LLMs can address this challenge by enabling chatbots to generate insights from natural language questions, previously answerable only by humans. When combined with models that understand the environment, these AI systems can answer both generic and highly localized questions. For instance, a generic LLM might offer best practices for data ingestion costs, but a localized LLM could provide specific, actionable recommendations tailored to an organization’s data usage.
Enhancing chatbots with LLMs is just one application of this technology. LLMs can streamline various communication aspects during security operations, including incident summarizations, threat hunt outcomes, and security posture recommendations. Traditionally, generating such documentation is manual, time-consuming, and error-prone. AI can automate much of this work, producing summaries in seconds for security operators to proofread and validate.
When considering vendors with AI-based chatbots, inquire about how they tailor the AI’s output to your organization, and how they leverage AI to enhance collaboration and communication across their products and services.
Making Human Intelligence More Effective
Many cybersecurity vendors use ML to detect attack patterns, resulting in numerous alerts sent to security teams without prioritization. This approach can overwhelm already understaffed and under-resourced teams. Effective cybersecurity vendors should help focus efforts by distinguishing and prioritizing genuine threats and identifying vulnerabilities that could negatively impact the organization if not addressed—a concept known as incident conviction.
Organizations should leverage AI to distinguish true positive alerts from false positives more effectively – driving faster incident resolution and reducing customer escalations, and saving valuable time for security teams.
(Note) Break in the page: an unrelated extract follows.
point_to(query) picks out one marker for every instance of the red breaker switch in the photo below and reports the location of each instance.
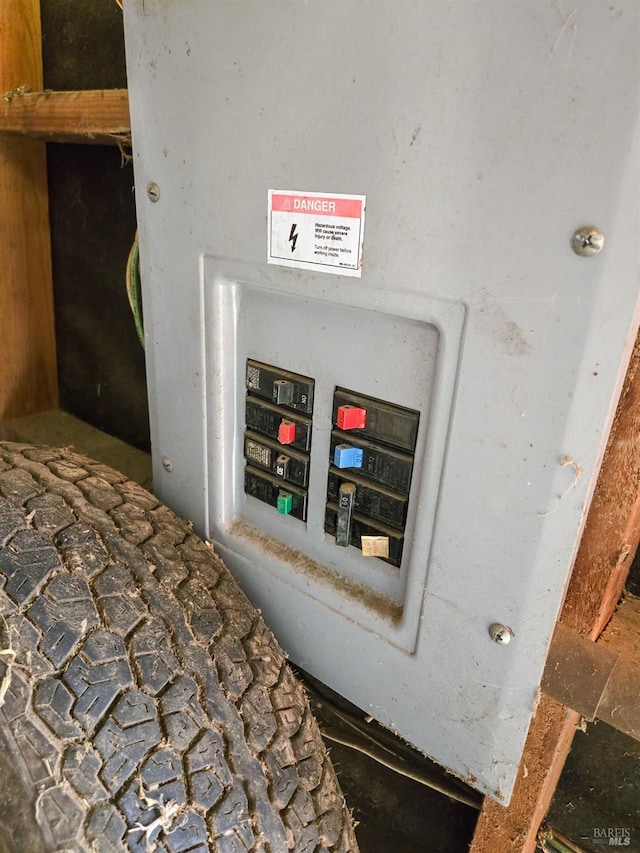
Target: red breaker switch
(351, 417)
(286, 431)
Supercharging Defenders with AI
In a landscape where cybercriminals increasingly use AI, it’s vital to make AI a core component of your security defense strategy. Elite hackers view AI as a tool to augment their abilities, enhancing problem-solving skills and providing a competitive edge. Likewise, AI can supercharge defenders’ capabilities.
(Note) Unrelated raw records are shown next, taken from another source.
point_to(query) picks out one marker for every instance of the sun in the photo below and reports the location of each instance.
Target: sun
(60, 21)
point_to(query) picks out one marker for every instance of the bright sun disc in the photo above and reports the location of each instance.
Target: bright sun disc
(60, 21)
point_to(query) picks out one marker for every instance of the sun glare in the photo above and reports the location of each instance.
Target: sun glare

Partner with defenders who proactively use AI against real threats. Before committing to a vendor, ensure they can demonstrate how they apply AI to create security efficiencies and protections. Ask for specific results delivered for clients, such as saving work hours for security operations center teams or reducing response times. Additionally, verify their measures to implement AI securely and responsibly.
AI is not a silver bullet for managed security. It must be combined with human expertise to be effective, accurate, and relevant. Clients often express concerns about AI making mistakes. Keeping a human in the loop allows experts to fact-check AI-driven decisions and refine AI models, ensuring they don’t repeat errors. This collaboration ensures AI serves as a valuable tool for defenders, complementing rather than replacing human judgment.
AI is poised to revolutionize cybersecurity. Integrating AI into an organization’s cybersecurity strategy is not just an option anymore. It’s essential for building a robust security posture in today’s increasingly AI enabled threat landscape. As AI continues to evolve, its ability to enhance both preventive and collaborative measures will be crucial in staying ahead of the evolving cyber threat.